Flames is the first novel by Australian advertising copywriter and author, Robbie Arnott. About a third of the McAllister women die twice. Levi McAllister’s mother, Edith came back for four days after she was cremated, hung around adorned in ferns and moss, then burst into flames on his father, Jack’s front lawn. Levi’s gotten over that, but his sister Charlotte is still suffering a deep grief. Levi’s somewhat twisted logic leads him to a bizarre solution: he will build her a coffin.

When Charlotte stumbles upon his plans, she flees: “All she has left of her mother are photos and memories and a family tradition of flames, and she won’t let him take them from her. Charlotte will burn, tomorrow or in half a century, but she will burn. And she might return. Though that isn’t the point.” Charlotte heads south.

From there, the story progresses through different narrators and from different perspectives with each successive chapter. Each is titled with a significant word and, while the connections between them are sometimes tenuous, sometimes clear and strong, all falls into place by the final chapter. Most of the chapters are in narrative form, but other formats also feature: a series of letters; entries from a diary; and a chapter from a yet-to-be-published book.

Arnott uses an assortment of characters to tell the tale: a paranoid woodwork enthusiast; a nosy small-town matron with literary aspirations; a private investigator with a thirst for gin; a deity in the form of a water rat; a wombat-farmer slowly descending into madness; a National Park Ranger; a tuna fisherman in close partnership with a seal; a fire entity in human form. For such a short read, the characters have a surprising depth, even those whose names we never learn.

Arnott’s plot is original, and he keeps the reader intrigued with twists and turns and a dramatic climax. He takes the reader through emotional highs and lows as his characters feel joy and sorrow, grief, love and lust, fear, wonder, and loneliness. There’s plenty of humour, some of it subtle, some truly laugh-out-loud (Mavis and Thurston are major contributors to this, with imaginative names and salutations), and a genuinely satisfying conclusion.
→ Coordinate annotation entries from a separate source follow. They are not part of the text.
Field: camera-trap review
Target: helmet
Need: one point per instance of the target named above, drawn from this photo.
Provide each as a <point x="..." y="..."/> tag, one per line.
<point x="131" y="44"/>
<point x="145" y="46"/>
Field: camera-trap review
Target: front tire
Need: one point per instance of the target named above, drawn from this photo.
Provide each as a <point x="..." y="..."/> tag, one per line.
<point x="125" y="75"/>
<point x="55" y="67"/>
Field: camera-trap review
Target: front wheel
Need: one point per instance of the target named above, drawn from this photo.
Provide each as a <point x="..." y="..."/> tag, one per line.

It will be immediately apparent to anyone even vaguely familiar with Tasmania that Arnott is on intimate terms with his island, and his exquisite descriptive prose definitely does this gem of a place justice. Richard Flanagan says of this novel: “A strange and joyous marvel” and it’s easy to see why: there’s certainly a bit of Flanagan-like magic, but without his usual darkness, in this outstanding debut novel. More please, Mr Arnott!!